Climate change was another common concern, with some churches facing the need to resettle people whose island homes are submerged by rising sea levels and others worry about floods and droughts. Groves noted that wealthy people might have more protection against the effects of climate change but the people on the margins are most vulnerable. Many of the vulnerable are indigenous people and many of those are Anglicans, he said.

“They are us; they’re our body of Christ,” he said. “We’re not talking about ‘them’ being effected; we are being effected.”

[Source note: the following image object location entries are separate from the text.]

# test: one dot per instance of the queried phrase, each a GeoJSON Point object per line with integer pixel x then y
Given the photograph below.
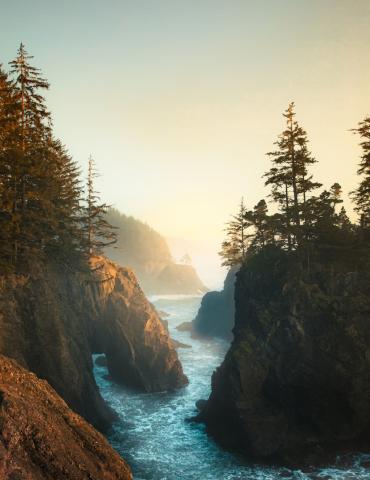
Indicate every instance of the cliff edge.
{"type": "Point", "coordinates": [42, 439]}
{"type": "Point", "coordinates": [295, 385]}
{"type": "Point", "coordinates": [52, 323]}
{"type": "Point", "coordinates": [215, 317]}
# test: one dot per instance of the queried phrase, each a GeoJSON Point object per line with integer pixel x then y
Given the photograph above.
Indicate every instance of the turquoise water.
{"type": "Point", "coordinates": [153, 433]}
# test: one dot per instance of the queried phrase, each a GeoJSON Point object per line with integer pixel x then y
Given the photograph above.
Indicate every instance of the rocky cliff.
{"type": "Point", "coordinates": [147, 252]}
{"type": "Point", "coordinates": [215, 317]}
{"type": "Point", "coordinates": [295, 384]}
{"type": "Point", "coordinates": [52, 323]}
{"type": "Point", "coordinates": [42, 439]}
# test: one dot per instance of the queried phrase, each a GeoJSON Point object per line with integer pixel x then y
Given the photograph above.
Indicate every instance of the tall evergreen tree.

The disparity of wealth around the world was noted by many members, Groves said, and not just in terms of how to help the poor but how to respond to the growing gulf being rich and poor.

While issues such as migration, climate change, violence and income inequality raise the question of how the church can change the society in which it lives, Groves acknowledged that to some the answer might “seem perhaps like the social gospel.”

However, many ACC members pointed to evangelism as the answer. “We have to talk about evangelism not as in competition to the social gospel” but rather, using the Five Marks of Mission as a lens, turning towards forming disciples. Groves said one member wrote that the challenge is about “changing the Sunday contract” and others asked “how are we going to proclaim the gospel in a culture of indifference.”

Connected to changing the Sunday contract, Groves said a member from South Africa reported that “when things are bad in our country people look to the Anglican Church for leadership.” Another member, he said, suggested that the church “has to lead counter-cultural revolution” in countries with poor political situations.

In many of those poor political situations, corruption is rampant and one member said it leads to poverty and poverty leads to violence. “Our political leaders are corrupt but 60 percent of them are Anglican,” Groves said one member reported. “They come to worship on a Sunday and then on a Monday they go out and do bad things.”

Other issues that arose in the table discussions, according to Groves, were ecumenical and interfaith relations; the problems faced by minorities and youth; the problems cause by tribalism; urbanization and secularization of societies; educating and resourcing clergy; and the need to train church leaders about how to safeguard their people against sexual harassment and assault.

The communion’s differences over issues of human sexuality were named, but much less frequently than the other issues, Groves said. “But they are there and they are not only about LGBTI people; also raised were issues of polygamy and also, I suspect, about the sanctity of marriage.”

– The Rev. Mary Frances Schjonberg is an editor/reporter for the Episcopal News Service.